Note:
This awardee has received supplemental funding. This award detail page includes information about both the original award and supplemental awards.
Award Information
Description of original award (Fiscal Year 2011, $2,500,000)
The Building Neighborhood Capacity Program (BNCP) Training and Technical Assistance Coordinator (TTA Coordinator) Program is a core component of the Neighborhood Revitalization Initiative strategy. BNCP focuses on the nation's neediest neighborhoods, those that struggle with such issues as crime, poor health, struggling schools, inadequate housing, and access to employment. BNCP seeks to assist neighborhoods in developing the capacity to undertake comprehensive planning and development activities, and to partner with neighborhoods in the long-term process of rebuilding and revitalization. This project is jointly funded by BJA, the U.S. Department of Housing and Urban Development and the U.S. Department of Education and will be closely coordinated with the U.S. Department of Treasury and the U.S. Department of Health and Human Services.

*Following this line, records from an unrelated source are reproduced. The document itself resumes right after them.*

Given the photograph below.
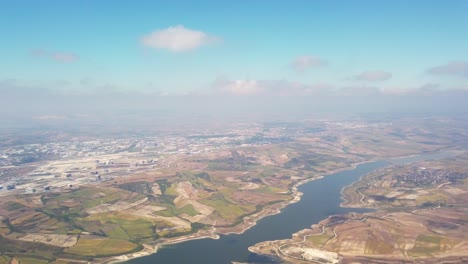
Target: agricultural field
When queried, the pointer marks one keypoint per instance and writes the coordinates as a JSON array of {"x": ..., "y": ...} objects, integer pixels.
[{"x": 125, "y": 201}]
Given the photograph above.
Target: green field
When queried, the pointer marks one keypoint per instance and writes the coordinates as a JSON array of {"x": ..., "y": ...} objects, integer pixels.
[{"x": 101, "y": 247}]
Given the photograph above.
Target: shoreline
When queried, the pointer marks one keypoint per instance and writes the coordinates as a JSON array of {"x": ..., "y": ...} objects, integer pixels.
[
  {"x": 247, "y": 222},
  {"x": 255, "y": 248}
]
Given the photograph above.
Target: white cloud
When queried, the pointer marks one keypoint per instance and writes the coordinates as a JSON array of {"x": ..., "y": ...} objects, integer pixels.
[
  {"x": 373, "y": 76},
  {"x": 56, "y": 56},
  {"x": 177, "y": 39},
  {"x": 268, "y": 88},
  {"x": 455, "y": 68},
  {"x": 305, "y": 62}
]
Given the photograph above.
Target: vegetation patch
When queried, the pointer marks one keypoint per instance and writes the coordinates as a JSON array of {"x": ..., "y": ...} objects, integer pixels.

Through the BNCP TTA Coordinator Program, neighborhoods will be provided a range of TTA to help them begin to undertake revitalization, guided by comprehensive neighborhood revitalization plans, in concert with relevant local and state plans and planning processes. The BNCP TTA Coordinator will coordinate, provide, and broker needed support to the selected sites, through a variety of TTA activities.
The Center for Study of Social Policy will utilize their grant to focus on the following goals: 1) develop and assess training and technical assistance (TTA) that enables developing-capacity neighborhoods to produce a neighborhood revitalization plan that improves outcomes related to safety, education, housing, health, employment and other neighborhood priorities; 2) utilize a capacity-building framework to help each of five selected neighborhoods strengthen its ability and infrastructure to plan, implement, and sustain neighborhood revitalization and; 3) promote the neighborhoods' effective use of data to conduct needs assessments, set targets for developing deeper capacity, plan and monitor the implementation of targeted, research-based strategies calculated to improve results, ensure accountability, conduct fiscal analyses and map resources, and analyze and address policy barriers.
Specifically, the funds will be used to fund personnel, travel costs to conduct site visits, consulting costs in support of the TTA strategy, and other costs needed to conduct meetings, conference calls, and administrative support.